Figure 1 presents the age-adjusted RRs of type 2 diabetes for quintiles of fetuin-A. Participants in the highest quintile of fetuin-A levels had a significantly increased risk of diabetes compared with the lowest quintile (RR 1.75 [95% CI 1.32–2.31]; P for trend <0.0001). Because there was no indication of nonlinearity and fetuin-A levels were approximately normally distributed, we considered fetuin-A as continuous variable on its natural scale in further analyses. Table 3 shows the estimated RRs of type 2 per 10 μg/ml fetuin-A levels at baseline for all subjects and according to fasting status. After adjustment for age, fetuin-A levels were significantly associated with increased risk of diabetes (1.04 [1.03–1.06]) among all participants. This association was similar after adjustment for sex, BMI, and waist circumference (1.04 [1.02–1.06]) and also after further adjustment for lifestyle risk factors (1.03 [1.01–1.06]) and remained significant. The association became slightly stronger after adjustment for glucose, triglycerides, HDL cholesterol, A1C, γ-glutamyltransferase, and hs-CRP (1.05 [1.02–1.07]). The association between fetuin-A and type 2 diabetes risk appeared to be somewhat stronger among fasting subjects (RR full adjusted model 1.09 [1.04–1.13]) compared with nonfasting subjects (1.04 [1.01–1.07]).
TABLE 3

RR of type 2 diabetes for plasma fetuin-A (per 10 μg/ml) among men and women in the EPIC-Potsdam Study

ModelAll subjectsFasting subjectsNonfasting subjects
Age adjusted1.04 (1.03–1.06)1.06 (1.03–1.10)1.03 (1.01–1.05)
Adjusted for age, sex, BMI, and waist circumference1.04 (1.02–1.06)1.07 (1.03–1.11)1.03 (1.00–1.05)
Multivariate adjusted*1.03 (1.01–1.06)1.08 (1.04–1.12)1.02 (1.00–1.05)
Further adjustment for HDL cholesterol, triglycerides, glucose, A1C, γ-glutamyltransferase, and hs-CRP1.05 (1.02–1.07)1.09 (1.04–1.13)1.04 (1.01–1.07)

Data are RR (95% CI).

Adjusted for age, sex, BMI, waist circumference, education (in or no training, vocational training, technical school, or technical college or university degree), occupational activity (light, moderate, or heavy), sport activity (0, 0.1–4, or >4.0 h/week), cycling (0, 0.1–2.4, 2.5–4.9, or ≥5 h/week), smoking (never, past, or current <20 cigarettes/day or current ≥20 cigarettes/day), and alcohol intake (0, 0.1–5, 5.1–10, 10.1–20, 20.1–40, or >40 g/day).

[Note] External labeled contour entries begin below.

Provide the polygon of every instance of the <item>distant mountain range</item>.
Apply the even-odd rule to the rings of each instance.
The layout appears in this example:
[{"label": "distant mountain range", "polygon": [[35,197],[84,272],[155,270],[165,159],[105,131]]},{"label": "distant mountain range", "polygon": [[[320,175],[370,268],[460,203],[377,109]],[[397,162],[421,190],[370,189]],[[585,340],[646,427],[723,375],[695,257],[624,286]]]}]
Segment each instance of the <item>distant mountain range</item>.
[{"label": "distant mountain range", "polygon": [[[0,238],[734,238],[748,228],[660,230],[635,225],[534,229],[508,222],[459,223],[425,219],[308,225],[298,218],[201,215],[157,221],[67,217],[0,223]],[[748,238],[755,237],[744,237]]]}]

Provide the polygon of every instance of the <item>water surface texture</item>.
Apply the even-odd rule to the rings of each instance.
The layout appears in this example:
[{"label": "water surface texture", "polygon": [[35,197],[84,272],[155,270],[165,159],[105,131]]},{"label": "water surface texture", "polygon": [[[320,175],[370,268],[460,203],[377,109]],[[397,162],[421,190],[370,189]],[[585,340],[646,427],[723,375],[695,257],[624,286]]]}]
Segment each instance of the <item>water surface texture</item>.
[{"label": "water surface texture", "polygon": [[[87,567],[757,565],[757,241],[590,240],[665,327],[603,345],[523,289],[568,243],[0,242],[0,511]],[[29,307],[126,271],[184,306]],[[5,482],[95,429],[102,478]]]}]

HDL cholesterol, triglycerides, glucose, A1C, γ-glutamyltransferase, and hs-CRP were log transformed.

Figure 2 shows the multivariable-adjusted RR of type 2 diabetes for 1 SD of fetuin-A per 1 SD with different adjustment for biochemical variables. The RR adjusted for age, sex, and anthropometric and lifestyle characteristics was 1.19 (95% CI 1.06–1.33). Adjustment for HDL cholesterol, triglycerides, glucose, A1C, γ-glutamyltransferase, or hs-CRP or mutual adjustment for all these biomarkers did not appreciably affect this result (RR for full adjusted model 1.28 [95% CI 1.13–1.46]). Similarly, adjustment for other biomarkers did not alter the observed association among fasted or nonfasted subjects (data not shown).
FIG. 2.

RR of type 2 diabetes per 1 SD of plasma fetuin-A with varying adjustment for metabolic risk markers among men and women in the EPIC-Potsdam Study. RRs were adjusted for age, sex, BMI, waist circumference, education (in or no training, vocational training, technical school, or technical college or university degree), occupational activity (light, moderate, or heavy), sport activity (0, 0.1–4, or >4 h/week), cycling (0, 0.1–2.4, 2.5–4.9, or ≥5 h/week), smoking (never, past, or current <20 cigarettes/day or current ≥20 cigarettes/day), and alcohol intake (0, 0.1–5, 5.1–10, 10.1–20, 20.1–40, or >40 g/day).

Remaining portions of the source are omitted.